America runs a trade deficit with China. Trump administration officials have said the Chinese will hurt more from higher prices than Americans will hurt.
From autoworkers and the Teamsters to shrimpers in Louisiana, some cheered the tariffs.
But in America’s breadbasket, where the towering silver grain bins are filled with beans and corn headed for Asia, the farmers are bracing for economic pain.
“I truly hope that these tariffs will lead to negotiations and get us good trade deals in the near future,” said Johnson, a 1996 graduate of the high school in nearby Wells. “You just hope it doesn’t last very long.”

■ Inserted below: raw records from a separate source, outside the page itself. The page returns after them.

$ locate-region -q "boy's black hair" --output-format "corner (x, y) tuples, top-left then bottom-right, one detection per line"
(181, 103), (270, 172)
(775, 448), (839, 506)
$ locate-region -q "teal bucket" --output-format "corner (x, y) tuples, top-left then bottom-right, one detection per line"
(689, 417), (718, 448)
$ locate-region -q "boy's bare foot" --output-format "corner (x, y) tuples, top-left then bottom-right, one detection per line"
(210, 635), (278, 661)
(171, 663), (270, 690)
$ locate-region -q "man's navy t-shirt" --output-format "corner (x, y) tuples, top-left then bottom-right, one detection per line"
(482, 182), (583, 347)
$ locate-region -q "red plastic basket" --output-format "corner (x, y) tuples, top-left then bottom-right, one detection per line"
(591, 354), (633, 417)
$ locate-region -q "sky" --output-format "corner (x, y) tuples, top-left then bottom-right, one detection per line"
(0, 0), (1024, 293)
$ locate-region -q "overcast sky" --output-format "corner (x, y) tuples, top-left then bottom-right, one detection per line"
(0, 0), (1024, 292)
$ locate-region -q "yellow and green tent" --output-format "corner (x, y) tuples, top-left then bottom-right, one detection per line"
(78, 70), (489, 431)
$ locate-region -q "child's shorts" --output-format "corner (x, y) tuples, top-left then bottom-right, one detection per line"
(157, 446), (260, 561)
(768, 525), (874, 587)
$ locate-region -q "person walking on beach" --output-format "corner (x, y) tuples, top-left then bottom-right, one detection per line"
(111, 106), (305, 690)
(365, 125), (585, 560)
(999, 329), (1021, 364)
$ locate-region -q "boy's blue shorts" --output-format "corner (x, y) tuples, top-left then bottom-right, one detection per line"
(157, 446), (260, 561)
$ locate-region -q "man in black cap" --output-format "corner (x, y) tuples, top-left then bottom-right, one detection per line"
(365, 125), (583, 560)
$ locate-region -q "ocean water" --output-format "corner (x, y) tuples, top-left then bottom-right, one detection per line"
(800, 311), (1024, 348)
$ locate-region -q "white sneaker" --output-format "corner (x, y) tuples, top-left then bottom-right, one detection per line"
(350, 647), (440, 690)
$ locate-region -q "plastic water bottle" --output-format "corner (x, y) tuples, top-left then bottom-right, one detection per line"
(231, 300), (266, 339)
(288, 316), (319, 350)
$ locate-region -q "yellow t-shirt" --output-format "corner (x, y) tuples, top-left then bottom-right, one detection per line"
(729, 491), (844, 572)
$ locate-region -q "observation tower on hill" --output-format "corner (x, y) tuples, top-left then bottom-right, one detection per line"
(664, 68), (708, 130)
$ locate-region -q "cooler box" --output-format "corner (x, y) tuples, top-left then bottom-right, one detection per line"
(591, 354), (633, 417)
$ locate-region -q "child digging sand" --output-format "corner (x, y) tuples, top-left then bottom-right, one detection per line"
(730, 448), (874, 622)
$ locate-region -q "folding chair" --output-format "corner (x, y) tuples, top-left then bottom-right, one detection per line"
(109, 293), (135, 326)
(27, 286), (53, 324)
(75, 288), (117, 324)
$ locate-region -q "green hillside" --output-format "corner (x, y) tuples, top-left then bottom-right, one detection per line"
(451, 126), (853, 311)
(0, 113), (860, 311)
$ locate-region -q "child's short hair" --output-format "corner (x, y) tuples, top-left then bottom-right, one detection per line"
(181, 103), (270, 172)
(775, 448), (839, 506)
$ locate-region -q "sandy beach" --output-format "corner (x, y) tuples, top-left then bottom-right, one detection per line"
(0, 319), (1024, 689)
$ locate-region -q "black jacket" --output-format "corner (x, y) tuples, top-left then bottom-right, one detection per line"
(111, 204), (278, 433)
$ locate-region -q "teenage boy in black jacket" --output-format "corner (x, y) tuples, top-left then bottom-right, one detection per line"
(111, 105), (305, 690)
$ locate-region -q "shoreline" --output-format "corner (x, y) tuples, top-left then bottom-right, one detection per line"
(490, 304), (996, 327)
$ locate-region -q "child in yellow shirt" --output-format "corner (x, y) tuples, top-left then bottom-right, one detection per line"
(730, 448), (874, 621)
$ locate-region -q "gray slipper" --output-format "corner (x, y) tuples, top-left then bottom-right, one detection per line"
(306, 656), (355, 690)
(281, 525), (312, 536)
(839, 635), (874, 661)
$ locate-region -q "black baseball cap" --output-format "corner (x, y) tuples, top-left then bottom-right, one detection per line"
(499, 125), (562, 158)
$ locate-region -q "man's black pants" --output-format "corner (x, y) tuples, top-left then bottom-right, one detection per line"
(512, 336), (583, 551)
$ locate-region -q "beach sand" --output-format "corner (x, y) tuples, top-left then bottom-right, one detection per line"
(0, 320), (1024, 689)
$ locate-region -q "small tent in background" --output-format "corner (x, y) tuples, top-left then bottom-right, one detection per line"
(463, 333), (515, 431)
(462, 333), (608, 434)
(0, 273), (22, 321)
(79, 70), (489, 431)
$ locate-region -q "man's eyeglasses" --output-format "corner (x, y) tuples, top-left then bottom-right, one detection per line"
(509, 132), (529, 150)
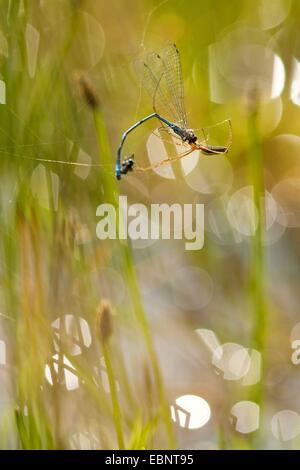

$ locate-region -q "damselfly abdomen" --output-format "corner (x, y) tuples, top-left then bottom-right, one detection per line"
(115, 44), (231, 180)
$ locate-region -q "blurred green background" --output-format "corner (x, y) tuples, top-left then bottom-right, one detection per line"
(0, 0), (300, 449)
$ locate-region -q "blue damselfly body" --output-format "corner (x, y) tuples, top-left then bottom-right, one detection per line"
(115, 44), (231, 180)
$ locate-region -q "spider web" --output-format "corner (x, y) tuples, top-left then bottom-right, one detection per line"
(142, 44), (187, 128)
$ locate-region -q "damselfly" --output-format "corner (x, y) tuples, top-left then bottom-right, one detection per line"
(115, 44), (231, 180)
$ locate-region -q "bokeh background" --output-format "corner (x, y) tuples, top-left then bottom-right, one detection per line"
(0, 0), (300, 449)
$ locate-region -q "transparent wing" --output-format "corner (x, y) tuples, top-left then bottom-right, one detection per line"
(142, 44), (187, 128)
(194, 119), (232, 153)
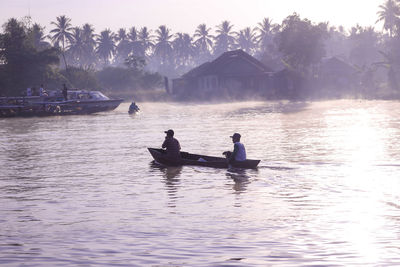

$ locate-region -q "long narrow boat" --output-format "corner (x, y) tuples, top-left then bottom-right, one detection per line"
(0, 90), (123, 117)
(147, 148), (260, 169)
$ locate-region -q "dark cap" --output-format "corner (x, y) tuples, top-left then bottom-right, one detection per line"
(164, 129), (174, 136)
(230, 133), (241, 138)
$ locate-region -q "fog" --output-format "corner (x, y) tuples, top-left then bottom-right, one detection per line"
(0, 1), (400, 101)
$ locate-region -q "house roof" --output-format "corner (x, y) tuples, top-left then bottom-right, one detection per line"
(322, 57), (355, 74)
(182, 50), (272, 78)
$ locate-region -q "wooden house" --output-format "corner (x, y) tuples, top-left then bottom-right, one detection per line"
(172, 50), (272, 100)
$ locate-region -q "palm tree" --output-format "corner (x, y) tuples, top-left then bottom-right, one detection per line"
(236, 27), (257, 55)
(214, 20), (235, 55)
(376, 0), (400, 37)
(154, 25), (172, 65)
(193, 23), (214, 54)
(96, 29), (116, 65)
(115, 28), (131, 64)
(82, 23), (96, 65)
(50, 15), (73, 69)
(256, 18), (275, 52)
(128, 27), (143, 56)
(172, 33), (194, 66)
(68, 27), (85, 66)
(138, 27), (154, 58)
(29, 23), (50, 51)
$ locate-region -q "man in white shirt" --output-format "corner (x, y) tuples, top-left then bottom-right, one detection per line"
(229, 133), (246, 162)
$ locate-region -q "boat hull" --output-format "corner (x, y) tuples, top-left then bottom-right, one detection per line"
(0, 99), (123, 117)
(147, 148), (260, 169)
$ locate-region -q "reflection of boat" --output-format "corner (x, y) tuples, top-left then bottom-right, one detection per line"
(0, 90), (123, 117)
(148, 148), (260, 169)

During the 2018 trade dispute with China, the U.S. ceded its top spot for soybean production to Brazil.
And while the Ukraine War propelled prices in 2022, well into President Joe Biden’s presidency, soybean markets have softened as input costs, from diesel to fertilizer, have stayed high. Meanwhile, weather swings only aggravated low crop prices and inflationary pressures.
“The last two years, from an economic standpoint,” Johnson said, “have been the worst in agriculture since 1977.”
Darin Johnson troubleshoots an issue with one of his planters. (Anthony Souffle/The Minnesota Star Tribune)
In 2021, an acre of soybeans netted farmers $230 on rented land. Last year, farmers lost $35 on that same acre, according to a new report from the Minnesota State Southern Agricultural Center of Excellence.
Flooding that blew out a dam and inundated cropland started the season and drought capped the season off.
“Beans tend to be more sensitive to fluctuations in weather,” said Brent Roiger, a farm business management instructor at South Central College in Mankato.
Now, as farmers are still reeling, a new trade war has launched.